Recently I read a column by blogger John Lott in which he did some research on how many times our president has put the blame for our depressed economy on people and situations. It was quite astounding. (John Lott, Blogger)

Naturally we’ve all heard about how this is all former President Bush’s fault, but did you know it was also the fault of the Arab Spring and the earthquake in Japan? Of course we know it’s also Congress, technology, Republicans, Oil Speculators, the Gulf oil spill and corporations, etc.


Lott says to… “do a Google search on it. "Obama blames" as a Google search term returns more than 490,000 hits. "Obama blames," no quotes -- just "Obama blames" -- returns 6,920,000 results on Google. Obama blames, Obama blames...” I don’t think he mentioned Martha on this list.

In October of 1945 one of our most famous Democratic presidents, Harry S. Truman had a sign made that said, “The Buck Stops Here”. In his farewell address to the American people given in January 1953, Truman referred to this concept very specifically in asserting that, “The President--whoever he is--has to decide. He can't pass the buck to anybody. No one else can do the deciding for him. That's his job.”

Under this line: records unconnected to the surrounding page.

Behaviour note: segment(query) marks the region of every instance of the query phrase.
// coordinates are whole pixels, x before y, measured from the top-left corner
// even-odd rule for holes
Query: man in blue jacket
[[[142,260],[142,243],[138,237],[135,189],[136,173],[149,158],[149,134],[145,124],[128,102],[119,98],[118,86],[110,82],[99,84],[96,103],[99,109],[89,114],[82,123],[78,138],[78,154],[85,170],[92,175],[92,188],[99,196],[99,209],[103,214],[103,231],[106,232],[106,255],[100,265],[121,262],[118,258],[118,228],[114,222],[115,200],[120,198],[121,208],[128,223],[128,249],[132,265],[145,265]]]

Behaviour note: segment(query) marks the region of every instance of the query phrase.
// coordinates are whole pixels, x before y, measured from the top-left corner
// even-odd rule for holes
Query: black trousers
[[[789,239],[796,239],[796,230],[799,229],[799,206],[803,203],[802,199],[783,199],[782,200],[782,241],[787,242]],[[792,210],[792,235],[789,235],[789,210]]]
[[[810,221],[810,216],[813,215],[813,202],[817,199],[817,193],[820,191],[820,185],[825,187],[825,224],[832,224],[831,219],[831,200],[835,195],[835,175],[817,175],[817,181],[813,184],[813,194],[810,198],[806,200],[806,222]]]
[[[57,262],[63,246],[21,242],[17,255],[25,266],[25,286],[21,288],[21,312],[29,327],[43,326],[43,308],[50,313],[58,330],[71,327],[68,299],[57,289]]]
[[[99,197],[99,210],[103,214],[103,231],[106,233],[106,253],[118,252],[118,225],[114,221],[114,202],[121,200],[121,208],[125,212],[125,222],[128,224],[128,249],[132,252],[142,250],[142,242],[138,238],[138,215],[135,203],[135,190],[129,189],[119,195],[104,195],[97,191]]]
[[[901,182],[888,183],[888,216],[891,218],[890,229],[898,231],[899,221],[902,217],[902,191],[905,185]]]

Family Circus, a cartoon strip, is in its 50th year. The cartoon runs in 1,500 papers and is a cartoon view of home life. One of the characters appears as a ghost who hovers nearby when the cartoon children do something naughty. When confronted they say, “Not me. I didn’t do it. It’s not my fault.” (Too bad they didn’t know about Martha!)


I guess it’s time that everyone, including me, begins to take responsibility for their own actions. Charlie should have gotten up earlier and beat Martha to the cream; after two and a half years and $479 billion in total stimulus funds, President Obama needs to claim ownership of this economy; and each of us needs to accept responsibility for our own sinful condition.

The old spiritual went something like this, “It’s not my father or my mother but it’s ME, O Lord standing in the need of prayer. It’s not my sister or my brother, but it’s ME O, Lord standing in the need of prayer.”